Le maire, non encarté comme souvent dans les petites localités, reconnaît avoir songé à démissionner comme son collègue de Saint-Brevin.
"Mais je ne suis pas dans cette optique-là. Je ne vais quand même pas leur donner raison", s'indigne-t-il, tout en assurant qu'il se sent protégé par l'Etat, en particulier la préfecture, contrairement à M. Morez qui avait dénoncé le manque "flagrant" de soutien.
«Inadmissible !»
Face à ces intimidations qui s'ajoutent aux agressions déjà en hausse contre les élus, l'influente l'Association des maires de France (AMF) appelle le gouvernement à "plus de fermeté" et à des peines renforcées contre les auteurs d'agressions "qu'elles que soient les origines des violences".
"Le gouvernement n'a pas pris la mesure de la situation", déplore son vice-président délégué PS André Laignel, qui regrette que "l'Etat ait toujours du mal à caractériser politiquement certaines manifestations, en particulier lorsqu'il s'agit de l'extrême droite".
Des peines renforcées, c'est ce que propose un projet de loi déposé au Sénat, à majorité de droite, notamment par le président LR de la commission des Lois, François-Noël Buffet, qui a auditionné récemment le maire démissionnaire de Saint-Brevin.

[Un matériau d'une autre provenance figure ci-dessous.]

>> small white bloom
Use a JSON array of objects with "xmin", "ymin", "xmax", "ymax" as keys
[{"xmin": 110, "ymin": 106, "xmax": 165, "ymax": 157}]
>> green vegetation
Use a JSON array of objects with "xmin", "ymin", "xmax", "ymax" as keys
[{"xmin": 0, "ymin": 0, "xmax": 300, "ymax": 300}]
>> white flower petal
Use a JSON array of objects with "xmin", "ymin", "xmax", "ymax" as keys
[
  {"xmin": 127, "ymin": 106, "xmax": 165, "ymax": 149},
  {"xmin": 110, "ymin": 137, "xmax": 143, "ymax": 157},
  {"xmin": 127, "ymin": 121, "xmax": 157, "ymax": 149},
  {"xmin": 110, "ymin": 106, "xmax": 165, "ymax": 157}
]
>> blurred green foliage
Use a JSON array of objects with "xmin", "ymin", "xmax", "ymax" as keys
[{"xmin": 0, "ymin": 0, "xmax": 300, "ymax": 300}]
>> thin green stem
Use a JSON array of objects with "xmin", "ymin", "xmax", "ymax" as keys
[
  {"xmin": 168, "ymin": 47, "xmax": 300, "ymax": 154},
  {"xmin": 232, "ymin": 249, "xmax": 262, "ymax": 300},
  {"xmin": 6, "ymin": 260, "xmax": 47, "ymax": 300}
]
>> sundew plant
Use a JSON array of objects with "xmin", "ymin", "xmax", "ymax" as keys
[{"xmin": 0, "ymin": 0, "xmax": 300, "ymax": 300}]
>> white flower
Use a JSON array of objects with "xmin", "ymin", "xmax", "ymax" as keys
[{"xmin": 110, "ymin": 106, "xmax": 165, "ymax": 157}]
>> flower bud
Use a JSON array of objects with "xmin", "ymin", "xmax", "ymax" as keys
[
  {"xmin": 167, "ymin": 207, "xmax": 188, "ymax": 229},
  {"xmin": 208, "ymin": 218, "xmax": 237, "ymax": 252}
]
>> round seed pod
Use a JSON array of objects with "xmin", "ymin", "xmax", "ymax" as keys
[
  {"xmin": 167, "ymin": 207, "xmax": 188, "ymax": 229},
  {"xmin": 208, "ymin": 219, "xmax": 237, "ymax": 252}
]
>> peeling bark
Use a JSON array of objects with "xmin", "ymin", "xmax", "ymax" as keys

"Le passage à l'acte est désormais possible avec le risque d'entraîner au minimum des blessures graves, voire la mort. C'est une évolution récente", déplore-t-il, appelant à y mettre fin.
Outre le renforcement des dispositions pénales par le Parlement, le sénateur attend du ministère de l'Intérieur "un gros travail" afin d'identifier les groupuscules d'extrême droite, mais aussi d'extrême gauche qu'il désigne également comme auteurs d'intimidations ou de violences sur les élus.
"L'autorité démocratiquement élue est en permanence contestée et on n'hésite plus à passer à l'acte", déplore-t-il. "C'est inadmissible!".